É possível que empresa em recuperação judicial participe de licitação?

As empresas em recuperação judicial têm o direito de participar de licitações, mesmo com a exigência da Lei de Licitações (Lei 8.666/93) de que os participantes apresentem “certidão negativa de falência ou concordata”. Assim decidiu a 2ª Turma do Superior Tribunal de Justiça, seguindo entendimento do ministro Mauro Campbell Marques, que relativizou as exigências documentais previstas em lei, para que uma empresa em recuperação tenha a chance de realmente se recuperar.

Ao votar na quarta-feira, 17/12, Campbell apontou jurisprudência da Corte no sentido de permitir que as companhias em recuperação consigam parcelamento tributário sem a comprovação de regularidade tributária — nos termos do artigo 57 da Lei 11.101/2005 e do artigo 191-A do Código Tributário Nacional — diante da inexistência de lei específica a disciplinar o parcelamento da dívida fiscal e previdenciária de empresas em recuperação.
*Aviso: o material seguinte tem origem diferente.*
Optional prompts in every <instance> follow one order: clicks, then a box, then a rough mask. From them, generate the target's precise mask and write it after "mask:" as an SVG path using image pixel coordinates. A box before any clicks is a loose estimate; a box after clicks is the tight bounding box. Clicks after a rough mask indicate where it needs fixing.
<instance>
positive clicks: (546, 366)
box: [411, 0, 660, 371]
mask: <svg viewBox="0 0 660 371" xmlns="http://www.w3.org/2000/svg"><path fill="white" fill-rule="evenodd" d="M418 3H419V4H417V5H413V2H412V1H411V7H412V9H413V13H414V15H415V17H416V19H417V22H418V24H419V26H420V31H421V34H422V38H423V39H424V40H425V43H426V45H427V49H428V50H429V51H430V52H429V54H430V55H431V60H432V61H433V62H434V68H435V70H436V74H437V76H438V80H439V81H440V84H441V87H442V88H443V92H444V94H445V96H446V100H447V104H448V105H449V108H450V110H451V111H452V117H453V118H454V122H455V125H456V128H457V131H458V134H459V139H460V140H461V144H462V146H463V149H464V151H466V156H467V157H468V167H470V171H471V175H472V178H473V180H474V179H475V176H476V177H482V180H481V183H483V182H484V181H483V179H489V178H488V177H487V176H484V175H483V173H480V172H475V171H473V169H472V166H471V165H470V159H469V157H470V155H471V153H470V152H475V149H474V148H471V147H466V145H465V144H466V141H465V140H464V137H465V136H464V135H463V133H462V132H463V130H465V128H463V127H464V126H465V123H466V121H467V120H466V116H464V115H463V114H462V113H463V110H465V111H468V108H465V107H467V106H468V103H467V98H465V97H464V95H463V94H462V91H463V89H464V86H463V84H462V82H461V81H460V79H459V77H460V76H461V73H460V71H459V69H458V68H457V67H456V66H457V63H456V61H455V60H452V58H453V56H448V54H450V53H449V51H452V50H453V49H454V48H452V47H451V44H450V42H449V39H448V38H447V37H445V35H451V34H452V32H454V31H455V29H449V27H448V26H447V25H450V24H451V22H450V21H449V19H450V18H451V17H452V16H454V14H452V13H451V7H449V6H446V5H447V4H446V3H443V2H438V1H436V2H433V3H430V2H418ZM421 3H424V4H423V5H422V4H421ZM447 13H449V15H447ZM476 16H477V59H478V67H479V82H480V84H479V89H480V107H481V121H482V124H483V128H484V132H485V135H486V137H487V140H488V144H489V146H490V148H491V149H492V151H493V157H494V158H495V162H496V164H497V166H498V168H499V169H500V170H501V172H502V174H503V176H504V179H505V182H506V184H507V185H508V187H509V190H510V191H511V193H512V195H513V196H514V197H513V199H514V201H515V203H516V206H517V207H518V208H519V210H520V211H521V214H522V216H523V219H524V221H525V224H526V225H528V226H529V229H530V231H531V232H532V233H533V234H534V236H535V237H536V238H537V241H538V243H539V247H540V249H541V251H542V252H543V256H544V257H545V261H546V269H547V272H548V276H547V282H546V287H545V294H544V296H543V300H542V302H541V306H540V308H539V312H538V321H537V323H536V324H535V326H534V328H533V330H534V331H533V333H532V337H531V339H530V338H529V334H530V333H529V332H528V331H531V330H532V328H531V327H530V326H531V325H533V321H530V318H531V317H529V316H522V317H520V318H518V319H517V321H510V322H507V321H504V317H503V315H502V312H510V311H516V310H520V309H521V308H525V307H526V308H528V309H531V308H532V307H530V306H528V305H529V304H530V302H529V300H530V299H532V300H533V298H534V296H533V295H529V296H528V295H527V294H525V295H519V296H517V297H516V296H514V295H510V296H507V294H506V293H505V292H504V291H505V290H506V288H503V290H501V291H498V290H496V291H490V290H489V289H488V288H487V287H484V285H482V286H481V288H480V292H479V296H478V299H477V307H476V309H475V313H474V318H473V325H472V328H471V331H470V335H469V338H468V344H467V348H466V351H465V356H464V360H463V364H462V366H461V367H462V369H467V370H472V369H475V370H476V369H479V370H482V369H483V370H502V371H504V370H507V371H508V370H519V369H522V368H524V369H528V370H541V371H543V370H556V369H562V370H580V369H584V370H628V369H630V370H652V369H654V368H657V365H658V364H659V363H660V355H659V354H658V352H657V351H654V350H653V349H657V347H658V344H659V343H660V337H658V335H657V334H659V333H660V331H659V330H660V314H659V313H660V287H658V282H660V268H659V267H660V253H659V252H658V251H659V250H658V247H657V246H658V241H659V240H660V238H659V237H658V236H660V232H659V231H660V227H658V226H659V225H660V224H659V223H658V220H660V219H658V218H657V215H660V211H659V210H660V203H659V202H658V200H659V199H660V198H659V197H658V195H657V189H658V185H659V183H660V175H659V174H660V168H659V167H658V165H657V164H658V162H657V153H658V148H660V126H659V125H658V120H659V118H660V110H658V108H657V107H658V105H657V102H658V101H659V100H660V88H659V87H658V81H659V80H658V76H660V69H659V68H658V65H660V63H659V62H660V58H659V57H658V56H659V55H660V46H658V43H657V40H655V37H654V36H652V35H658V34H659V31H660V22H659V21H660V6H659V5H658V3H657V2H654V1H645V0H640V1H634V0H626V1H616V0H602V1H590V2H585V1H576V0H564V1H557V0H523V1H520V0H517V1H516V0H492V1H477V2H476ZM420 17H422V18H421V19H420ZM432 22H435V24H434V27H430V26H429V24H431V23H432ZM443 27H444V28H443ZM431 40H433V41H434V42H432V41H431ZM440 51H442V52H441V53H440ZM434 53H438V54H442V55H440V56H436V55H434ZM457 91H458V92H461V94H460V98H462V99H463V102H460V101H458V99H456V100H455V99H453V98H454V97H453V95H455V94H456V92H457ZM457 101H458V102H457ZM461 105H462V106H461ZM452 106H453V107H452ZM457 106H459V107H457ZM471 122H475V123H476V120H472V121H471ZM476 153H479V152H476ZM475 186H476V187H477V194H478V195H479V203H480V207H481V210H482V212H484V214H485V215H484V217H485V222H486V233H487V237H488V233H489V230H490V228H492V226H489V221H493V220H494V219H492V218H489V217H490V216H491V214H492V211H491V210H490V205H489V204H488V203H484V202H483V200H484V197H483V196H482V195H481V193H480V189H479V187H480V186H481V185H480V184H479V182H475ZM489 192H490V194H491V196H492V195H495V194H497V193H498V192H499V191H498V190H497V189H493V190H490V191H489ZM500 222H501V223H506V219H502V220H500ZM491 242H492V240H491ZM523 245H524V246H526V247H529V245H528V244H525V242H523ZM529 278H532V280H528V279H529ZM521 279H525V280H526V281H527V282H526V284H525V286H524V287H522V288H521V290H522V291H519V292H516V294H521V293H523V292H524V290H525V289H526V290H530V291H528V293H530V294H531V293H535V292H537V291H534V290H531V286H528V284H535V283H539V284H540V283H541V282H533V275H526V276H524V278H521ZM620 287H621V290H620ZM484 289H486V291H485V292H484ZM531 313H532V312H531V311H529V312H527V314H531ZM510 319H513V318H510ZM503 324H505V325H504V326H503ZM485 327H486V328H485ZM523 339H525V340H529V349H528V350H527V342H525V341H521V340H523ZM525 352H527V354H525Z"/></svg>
No caso, discutia-se a possibilidade de uma empresa de informática do Rio Grande do Sul, que vive apenas de licitações, manter-se no mercado. O Tribunal de Justiça do Estado havia permitido que a companhia participasse de concorrências sem apresentar o documento exigido. O Ministério Público recorreu ao STJ, pedindo que a decisão fosse suspensa, afirmando que havia periculum in mora, ou seja, risco na demora da suspensão da decisão. Segundo o órgão, a empresa poderia ganhar uma concorrência e, posteriormente, deixar o Poder Público sem o serviço.

O ministro Humberto Martins concedeu a liminar pedida pelo MP, no dia 6 de novembro. No julgamento desta quarta, Campbell abriu a divergência, no que foi seguido por dois de seus colegas. O ministro discordou do argumento do MP, e disse que, no caso, o que há é uma possível ocorrência de “periculum in mora inverso”, pois, como a companhia foca sua atividade empresarial em contratos com os entes públicos, “a subsistência da liminar em tela poderá comprometer a sua existência”.

Logo, o ministro conclui que, se deferido o pedido do Ministério Público, “haverá grandes possibilidades da pessoa jurídica não mais existir, porquanto, impossibilitada de dar prosseguimento à suas atividades comerciais”.

Campbell levou em conta o artigo 47 da Lei 11.101/2005, que define: “A recuperação judicial tem por objetivo viabilizar a superação da situação de crise econômico-financeira do devedor, a fim de permitir a manutenção da fonte produtora, do emprego dos trabalhadores e dos interesses dos credores, promovendo, assim, a preservação da empresa, sua função social e o estímulo à atividade econômica”.

Ficaram vencidos os ministros Humberto Martins e Hermann Benjamin, que votaram pela impossibilidade de a empresa participar das licitações sem apresentar todos os documentos exigidos.

Medida Cautelar 23.499

Fonte: Por Marcos de Vasconcellos, site conjur.com.br

Comentário Dr. Wolf

A notícia supracolacionada propõe reflexões acerca da Lei de Recuperação de Empresas. Ao decidir o caso com base no art. 47 da Lei 11.101, o ministro Campbell lançou mão do princípio mais importante da nova Lei de Falências: a preservação da empresa. Isso porque, tal princípio, se aplicado de forma coerente, pode ajudar em muito a efetivação da recuperação empresarial. Para isso ocorrer, é necessária uma interpretação sistêmica da Lei, de acordo com os princípios que a inspiraram. 

Calixto Salomão Filho indica a clara opção institucionalista pela preservação da empresa da nova Lei de Falências. Daí dizer, em acordo com a decisão mencionada pela notícia em comento, que não é possível pensar em preservação da empresa apenas no período de crise da empresa, mas também durante a sua vida. Por essa razão que a aplicação do princípio da preservação da empresa pode ajudar a dar aplicação a princípios institucionalistas societários como o do art. 116 da Lei 6.404/76.

Dessa feita, correta a aplicação do art. 47 no caso em análise, tendo em vista que a continuação da atividade da empresa, objetivo maior da Lei 11.101, não poderia ser prejudicada por uma exigência que ainda não foi regulamentada em lei específica, como determinado pela nova Lei de Falências.